After the Tesla Model S and Model S, there could have been a future Model E. It would have been Tesla Model S-E-X, but Ford killed the only vowel in the series. Why? Because Ford has already trademarked Model E. Tesla chief executive Elon Musk revealed to CNNMoney that he had wanted to name the planned third model -- a compact, battery-powered sedan -- the Model E.
But Ford managed to know of Musk’s plans and called him, saying that it might file a lawsuit for using the trademark. "And we're like, Ford's killing SEX ... that's terrible. So, OK, fine, we won't use the Model E," Elon said.
While Ford never built a unit using the Model E name, but it filed lawsuits to keep it away from other carmakers, saying that Model E sounds too much like Model T.
A Ford spokesman told CNNMoney that the Ford and Tesla had an agreement in 2010 wherein the EV maker agreed not to register or use Model E. He said that when Tesla later sought to register the Model E trademark, Ford insisted that it abide by the parties' earlier deal.

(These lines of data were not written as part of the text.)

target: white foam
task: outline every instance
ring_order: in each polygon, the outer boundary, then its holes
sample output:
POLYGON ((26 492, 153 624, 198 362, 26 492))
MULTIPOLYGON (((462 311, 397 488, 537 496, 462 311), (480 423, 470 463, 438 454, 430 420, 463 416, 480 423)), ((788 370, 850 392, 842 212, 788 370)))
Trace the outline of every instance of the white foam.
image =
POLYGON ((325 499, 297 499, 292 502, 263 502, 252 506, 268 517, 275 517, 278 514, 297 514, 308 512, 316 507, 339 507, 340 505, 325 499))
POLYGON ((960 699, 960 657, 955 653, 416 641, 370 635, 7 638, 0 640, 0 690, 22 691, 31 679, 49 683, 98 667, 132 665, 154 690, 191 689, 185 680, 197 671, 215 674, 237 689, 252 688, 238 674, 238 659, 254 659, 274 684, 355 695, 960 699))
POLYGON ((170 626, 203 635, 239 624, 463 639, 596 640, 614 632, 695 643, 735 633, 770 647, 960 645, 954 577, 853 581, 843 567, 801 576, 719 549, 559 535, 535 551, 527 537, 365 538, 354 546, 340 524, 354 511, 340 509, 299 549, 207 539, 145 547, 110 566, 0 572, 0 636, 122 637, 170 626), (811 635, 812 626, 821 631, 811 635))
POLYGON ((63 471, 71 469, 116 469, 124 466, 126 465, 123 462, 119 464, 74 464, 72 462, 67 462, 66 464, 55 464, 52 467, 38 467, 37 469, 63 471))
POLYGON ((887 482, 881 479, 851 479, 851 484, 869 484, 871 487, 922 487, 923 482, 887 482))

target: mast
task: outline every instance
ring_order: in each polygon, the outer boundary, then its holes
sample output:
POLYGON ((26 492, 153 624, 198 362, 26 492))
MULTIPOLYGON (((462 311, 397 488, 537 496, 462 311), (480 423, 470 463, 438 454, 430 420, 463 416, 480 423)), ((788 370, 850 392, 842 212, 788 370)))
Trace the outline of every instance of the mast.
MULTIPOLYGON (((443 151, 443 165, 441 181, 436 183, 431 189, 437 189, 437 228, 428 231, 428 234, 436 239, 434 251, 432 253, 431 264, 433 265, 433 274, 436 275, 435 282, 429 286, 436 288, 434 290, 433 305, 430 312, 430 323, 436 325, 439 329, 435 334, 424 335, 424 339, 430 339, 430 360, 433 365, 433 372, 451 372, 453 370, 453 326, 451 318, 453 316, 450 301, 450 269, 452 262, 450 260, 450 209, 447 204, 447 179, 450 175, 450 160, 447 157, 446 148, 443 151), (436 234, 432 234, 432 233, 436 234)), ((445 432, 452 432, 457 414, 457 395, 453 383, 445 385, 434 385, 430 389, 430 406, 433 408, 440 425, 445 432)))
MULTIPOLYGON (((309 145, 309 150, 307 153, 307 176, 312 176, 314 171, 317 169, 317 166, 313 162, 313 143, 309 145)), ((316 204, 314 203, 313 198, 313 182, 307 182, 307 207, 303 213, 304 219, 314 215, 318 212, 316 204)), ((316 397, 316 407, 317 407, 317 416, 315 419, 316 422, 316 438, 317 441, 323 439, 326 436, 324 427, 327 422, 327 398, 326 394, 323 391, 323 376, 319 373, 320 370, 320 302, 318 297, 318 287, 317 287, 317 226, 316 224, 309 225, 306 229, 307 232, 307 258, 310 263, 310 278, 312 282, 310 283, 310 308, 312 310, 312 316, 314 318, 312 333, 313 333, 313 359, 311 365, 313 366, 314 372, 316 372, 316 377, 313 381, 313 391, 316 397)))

The new Tesla Model S electric sedan could be considered as an evolution in automotive engineering, thanks to its unprecedented combination of performance, safety and efficiency. It has set new standards for a modern car after earning the highest possible safety ratings and having the longest range among electric vehicles. To top it off, the new Model S gets better thanks to over-the-air software updates.
Underpinning the Model S is Tesla’s architecture that allows the battery to be positioned on the floor. In effect, the Model S gains a low center of gravity that minimizes the risk of rollover while improving levels of enhancing handling and performance. Furthermore, the Model S has no engine, which means its crumple zone is larger than other performance sedans. This allows the Model S to better absorb the energy of a front end collision.
Also improving the safety level of the Model S is the fact that its distinct electric drivetrain is located beneath the sedan. This fact helps the EV gain a low center of gravity, for a minimized risk of rollover. Interestingly, NHTSA and Euro NCAP have awarded the Model S with the highest safety ratings. This is in addition to the fact the Model S has set a record of the lowest chance of occupant injury as tested in the United States.
The Model S could also boast of being one of the safest cars on the road thanks to standard active safety elements like automatic emergency braking, blind spot detection, collision warning and lane departure warning. It could also be specified with optional convenience features like autosteer, autopark, and summon, as well as traffic-aware cruise control.